Fred Blankemeijer

Personal information
- Full name: Fredrik Klaas Blankemeijer
- Date of birth: 13 August 1926
- Place of birth: Rotterdam, Netherlands
- Date of death: 8 November 2010 (aged 84)
- Place of death: Rotterdam, Netherlands
- Height: 2.00 m (6 ft 7 in)
- Position: Defender

Senior career*
- Years: Team / Apps / (Gls)
- 1949–1952: Feijenoord / 28 / (0)

Managerial career
- Feyenoord (youth coach)
- Feyenoord (scout)
- Feyenoord (board member)
- Feyenoord (technical director)

= Fred Blankemeijer =

Dutch footballer

Fred Blankemeijer (13 August 1926 – 8 November 2010) was a Dutch footballer who was active as a defender. A one-club man, he was member of Feijenoord for over 70 years.

==Club career==
Born in Rotterdam-Charlois, Blankemeijer lost his father during World War II when the latter was torpedoed by the Germans in December 1940 while working as a merchant captain.

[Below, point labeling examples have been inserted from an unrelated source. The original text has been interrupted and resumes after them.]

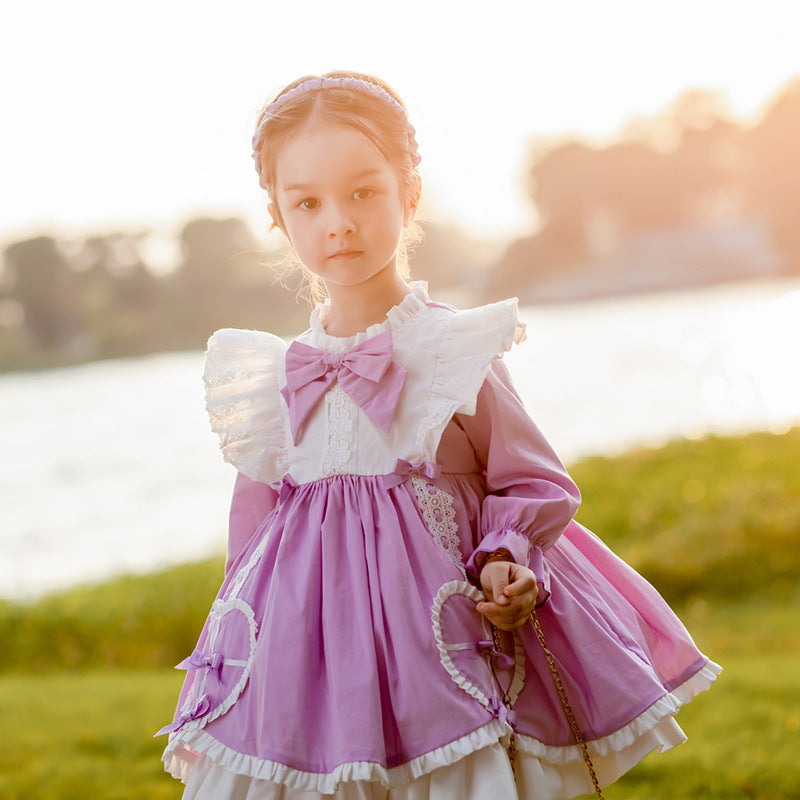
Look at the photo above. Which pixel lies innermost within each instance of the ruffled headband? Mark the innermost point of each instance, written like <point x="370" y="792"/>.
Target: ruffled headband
<point x="318" y="84"/>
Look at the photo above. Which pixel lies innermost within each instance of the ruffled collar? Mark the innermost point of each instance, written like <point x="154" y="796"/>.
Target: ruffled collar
<point x="398" y="315"/>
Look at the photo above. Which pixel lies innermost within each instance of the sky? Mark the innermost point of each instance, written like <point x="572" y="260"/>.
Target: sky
<point x="123" y="115"/>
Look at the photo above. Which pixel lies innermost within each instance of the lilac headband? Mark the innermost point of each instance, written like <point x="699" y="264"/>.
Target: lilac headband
<point x="317" y="84"/>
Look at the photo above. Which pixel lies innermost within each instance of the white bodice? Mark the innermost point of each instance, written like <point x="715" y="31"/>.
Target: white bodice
<point x="446" y="353"/>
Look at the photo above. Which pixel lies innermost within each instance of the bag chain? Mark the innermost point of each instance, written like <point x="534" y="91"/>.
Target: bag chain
<point x="568" y="712"/>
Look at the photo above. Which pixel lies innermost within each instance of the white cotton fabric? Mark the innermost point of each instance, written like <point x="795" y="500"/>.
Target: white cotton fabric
<point x="447" y="355"/>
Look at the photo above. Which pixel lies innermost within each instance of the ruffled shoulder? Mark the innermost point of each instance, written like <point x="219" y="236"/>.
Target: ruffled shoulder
<point x="244" y="403"/>
<point x="471" y="341"/>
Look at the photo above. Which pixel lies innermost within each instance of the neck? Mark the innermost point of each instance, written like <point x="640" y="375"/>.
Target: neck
<point x="354" y="308"/>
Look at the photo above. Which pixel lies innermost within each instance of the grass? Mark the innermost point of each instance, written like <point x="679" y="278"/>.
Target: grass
<point x="714" y="524"/>
<point x="73" y="736"/>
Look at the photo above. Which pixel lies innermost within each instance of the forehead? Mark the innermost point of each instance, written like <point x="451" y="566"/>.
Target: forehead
<point x="324" y="153"/>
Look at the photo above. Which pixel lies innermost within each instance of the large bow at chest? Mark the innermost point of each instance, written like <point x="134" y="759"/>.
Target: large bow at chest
<point x="366" y="373"/>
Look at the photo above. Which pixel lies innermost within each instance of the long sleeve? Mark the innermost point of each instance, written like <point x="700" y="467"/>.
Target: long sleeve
<point x="530" y="497"/>
<point x="251" y="502"/>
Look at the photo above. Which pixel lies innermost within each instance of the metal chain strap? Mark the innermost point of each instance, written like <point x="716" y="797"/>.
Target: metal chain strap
<point x="568" y="713"/>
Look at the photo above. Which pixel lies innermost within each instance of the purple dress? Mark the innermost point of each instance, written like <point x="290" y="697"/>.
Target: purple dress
<point x="343" y="655"/>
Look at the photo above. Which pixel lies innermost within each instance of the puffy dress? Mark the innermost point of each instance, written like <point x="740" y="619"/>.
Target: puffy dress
<point x="343" y="655"/>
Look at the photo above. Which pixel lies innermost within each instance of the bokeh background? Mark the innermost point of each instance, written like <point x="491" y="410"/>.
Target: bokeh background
<point x="630" y="171"/>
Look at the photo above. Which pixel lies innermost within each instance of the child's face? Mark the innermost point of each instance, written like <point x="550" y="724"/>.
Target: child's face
<point x="341" y="202"/>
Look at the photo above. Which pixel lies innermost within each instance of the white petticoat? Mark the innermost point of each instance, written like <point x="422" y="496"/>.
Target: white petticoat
<point x="485" y="773"/>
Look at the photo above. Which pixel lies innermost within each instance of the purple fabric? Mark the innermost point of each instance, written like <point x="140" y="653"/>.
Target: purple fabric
<point x="345" y="665"/>
<point x="366" y="373"/>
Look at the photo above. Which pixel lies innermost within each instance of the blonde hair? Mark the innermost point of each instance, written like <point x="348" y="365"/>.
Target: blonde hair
<point x="360" y="101"/>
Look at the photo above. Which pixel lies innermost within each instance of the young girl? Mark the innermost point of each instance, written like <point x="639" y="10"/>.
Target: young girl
<point x="401" y="533"/>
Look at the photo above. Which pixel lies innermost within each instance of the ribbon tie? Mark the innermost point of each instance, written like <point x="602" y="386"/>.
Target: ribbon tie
<point x="366" y="373"/>
<point x="200" y="709"/>
<point x="500" y="659"/>
<point x="403" y="470"/>
<point x="199" y="661"/>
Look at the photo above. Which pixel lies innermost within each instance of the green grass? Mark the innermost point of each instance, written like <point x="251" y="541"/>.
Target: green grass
<point x="75" y="736"/>
<point x="714" y="524"/>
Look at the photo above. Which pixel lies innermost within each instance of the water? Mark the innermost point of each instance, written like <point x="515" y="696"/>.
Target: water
<point x="110" y="467"/>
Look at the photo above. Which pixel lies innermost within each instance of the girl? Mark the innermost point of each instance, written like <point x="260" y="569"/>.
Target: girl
<point x="401" y="533"/>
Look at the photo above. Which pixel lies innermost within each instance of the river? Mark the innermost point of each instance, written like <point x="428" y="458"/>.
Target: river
<point x="110" y="467"/>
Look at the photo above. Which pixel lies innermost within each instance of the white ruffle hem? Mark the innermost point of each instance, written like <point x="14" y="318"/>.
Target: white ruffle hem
<point x="471" y="768"/>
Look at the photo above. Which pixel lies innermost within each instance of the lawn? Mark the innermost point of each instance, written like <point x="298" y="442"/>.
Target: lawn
<point x="715" y="524"/>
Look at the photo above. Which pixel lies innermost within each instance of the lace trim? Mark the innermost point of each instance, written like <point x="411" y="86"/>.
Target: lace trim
<point x="339" y="420"/>
<point x="468" y="590"/>
<point x="181" y="753"/>
<point x="327" y="782"/>
<point x="439" y="514"/>
<point x="220" y="609"/>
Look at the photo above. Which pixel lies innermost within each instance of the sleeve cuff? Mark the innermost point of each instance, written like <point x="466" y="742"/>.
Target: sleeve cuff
<point x="519" y="547"/>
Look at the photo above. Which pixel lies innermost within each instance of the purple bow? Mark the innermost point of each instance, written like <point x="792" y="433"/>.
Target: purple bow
<point x="500" y="659"/>
<point x="403" y="470"/>
<point x="503" y="713"/>
<point x="199" y="661"/>
<point x="366" y="373"/>
<point x="284" y="487"/>
<point x="200" y="709"/>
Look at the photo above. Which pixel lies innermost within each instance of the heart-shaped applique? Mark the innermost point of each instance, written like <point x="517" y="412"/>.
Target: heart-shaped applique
<point x="468" y="662"/>
<point x="219" y="666"/>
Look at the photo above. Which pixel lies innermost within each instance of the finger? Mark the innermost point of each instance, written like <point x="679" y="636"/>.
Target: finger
<point x="499" y="584"/>
<point x="524" y="583"/>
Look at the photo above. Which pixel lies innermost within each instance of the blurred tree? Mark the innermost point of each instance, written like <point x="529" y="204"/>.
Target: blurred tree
<point x="679" y="168"/>
<point x="44" y="285"/>
<point x="773" y="182"/>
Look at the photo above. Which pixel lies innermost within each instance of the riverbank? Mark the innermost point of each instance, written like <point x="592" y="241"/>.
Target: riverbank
<point x="86" y="678"/>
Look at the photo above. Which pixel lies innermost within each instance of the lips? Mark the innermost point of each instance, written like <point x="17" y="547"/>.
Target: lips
<point x="344" y="254"/>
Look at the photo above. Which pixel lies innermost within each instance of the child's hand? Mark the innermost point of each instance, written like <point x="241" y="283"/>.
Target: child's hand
<point x="510" y="590"/>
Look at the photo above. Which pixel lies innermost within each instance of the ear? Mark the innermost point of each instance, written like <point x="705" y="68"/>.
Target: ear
<point x="410" y="205"/>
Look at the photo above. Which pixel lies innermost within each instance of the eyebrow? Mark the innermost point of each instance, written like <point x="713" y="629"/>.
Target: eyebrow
<point x="304" y="187"/>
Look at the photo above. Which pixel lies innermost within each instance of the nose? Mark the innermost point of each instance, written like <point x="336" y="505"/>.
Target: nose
<point x="340" y="221"/>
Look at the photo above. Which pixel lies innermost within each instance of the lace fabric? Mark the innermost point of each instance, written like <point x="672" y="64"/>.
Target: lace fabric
<point x="438" y="512"/>
<point x="339" y="411"/>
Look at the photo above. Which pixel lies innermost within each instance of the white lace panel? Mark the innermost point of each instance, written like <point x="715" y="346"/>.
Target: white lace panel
<point x="339" y="422"/>
<point x="436" y="507"/>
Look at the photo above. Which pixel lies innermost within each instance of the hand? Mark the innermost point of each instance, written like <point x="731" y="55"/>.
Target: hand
<point x="510" y="590"/>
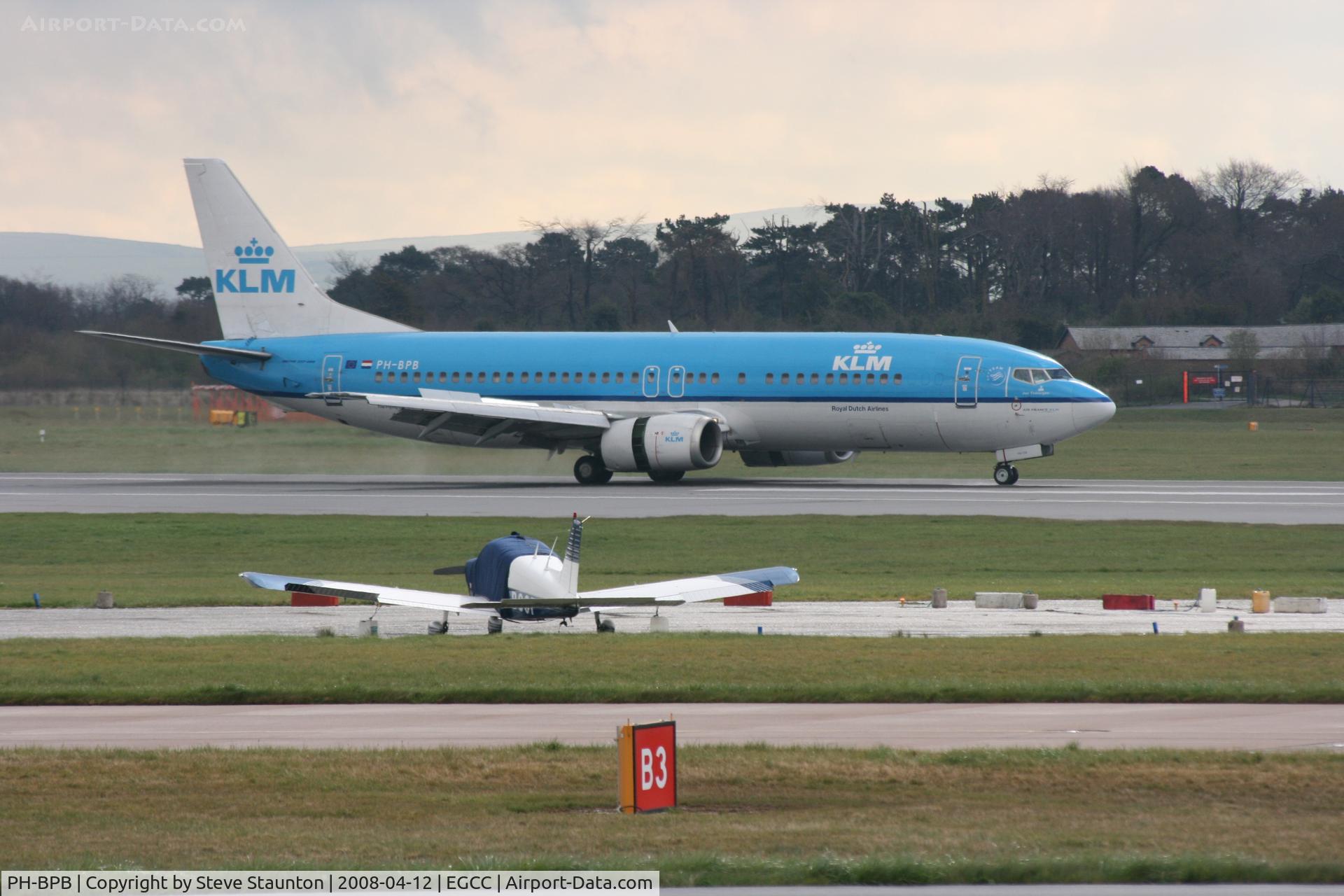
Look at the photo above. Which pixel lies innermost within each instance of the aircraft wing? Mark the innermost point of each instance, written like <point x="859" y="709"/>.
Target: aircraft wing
<point x="375" y="593"/>
<point x="694" y="590"/>
<point x="487" y="416"/>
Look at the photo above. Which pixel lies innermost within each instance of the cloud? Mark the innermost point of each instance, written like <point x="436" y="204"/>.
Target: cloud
<point x="354" y="120"/>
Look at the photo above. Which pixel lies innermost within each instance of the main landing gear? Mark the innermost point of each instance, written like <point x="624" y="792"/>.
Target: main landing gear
<point x="590" y="470"/>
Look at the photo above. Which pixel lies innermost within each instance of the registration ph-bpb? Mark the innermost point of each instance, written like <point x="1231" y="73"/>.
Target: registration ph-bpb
<point x="648" y="766"/>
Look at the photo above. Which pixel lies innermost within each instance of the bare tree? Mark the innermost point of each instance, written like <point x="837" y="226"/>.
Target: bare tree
<point x="1243" y="186"/>
<point x="590" y="235"/>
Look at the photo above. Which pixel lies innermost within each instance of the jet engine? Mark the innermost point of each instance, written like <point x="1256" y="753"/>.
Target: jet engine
<point x="794" y="458"/>
<point x="663" y="444"/>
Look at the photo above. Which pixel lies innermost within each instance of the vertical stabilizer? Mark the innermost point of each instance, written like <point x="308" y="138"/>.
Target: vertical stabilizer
<point x="261" y="289"/>
<point x="570" y="573"/>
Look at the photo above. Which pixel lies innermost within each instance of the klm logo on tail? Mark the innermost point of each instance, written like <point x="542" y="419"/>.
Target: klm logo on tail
<point x="235" y="280"/>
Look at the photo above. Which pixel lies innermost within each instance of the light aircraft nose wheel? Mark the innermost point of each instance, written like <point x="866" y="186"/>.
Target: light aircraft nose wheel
<point x="590" y="470"/>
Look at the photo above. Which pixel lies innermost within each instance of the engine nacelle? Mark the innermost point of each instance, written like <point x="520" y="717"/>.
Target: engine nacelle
<point x="663" y="442"/>
<point x="794" y="458"/>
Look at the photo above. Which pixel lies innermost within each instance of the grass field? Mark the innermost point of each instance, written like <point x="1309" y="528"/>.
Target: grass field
<point x="1292" y="444"/>
<point x="701" y="668"/>
<point x="748" y="814"/>
<point x="176" y="559"/>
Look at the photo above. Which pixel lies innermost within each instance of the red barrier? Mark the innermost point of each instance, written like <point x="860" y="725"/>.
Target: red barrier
<point x="756" y="599"/>
<point x="1128" y="602"/>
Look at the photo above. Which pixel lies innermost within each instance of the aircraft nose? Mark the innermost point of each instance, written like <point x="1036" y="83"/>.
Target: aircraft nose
<point x="1089" y="414"/>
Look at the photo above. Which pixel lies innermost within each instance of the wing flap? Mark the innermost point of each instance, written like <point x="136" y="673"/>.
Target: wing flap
<point x="372" y="593"/>
<point x="706" y="587"/>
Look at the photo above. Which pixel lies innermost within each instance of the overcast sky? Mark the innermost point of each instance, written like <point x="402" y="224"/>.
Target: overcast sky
<point x="355" y="121"/>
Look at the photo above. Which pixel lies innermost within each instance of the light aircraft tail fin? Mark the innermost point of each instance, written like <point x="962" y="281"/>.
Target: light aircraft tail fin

A tall but skinny defender, Blankemeijer made his debut at Feijenoord, and played a total of 28 matches for the club between 1949 and 1953.

==Retirement==
After his career he would serve the club for many years in many occupations. He was a youth coach, a scout, a board member as well as a technical director. He was decorated Knight of the Order of Orange-Nassau in 2004. In June 2010 he served Feyenoord for a total of 70 years.

Widely regarded as a real club icon, he died of pneumonia, aged 84, on 8 November 2010.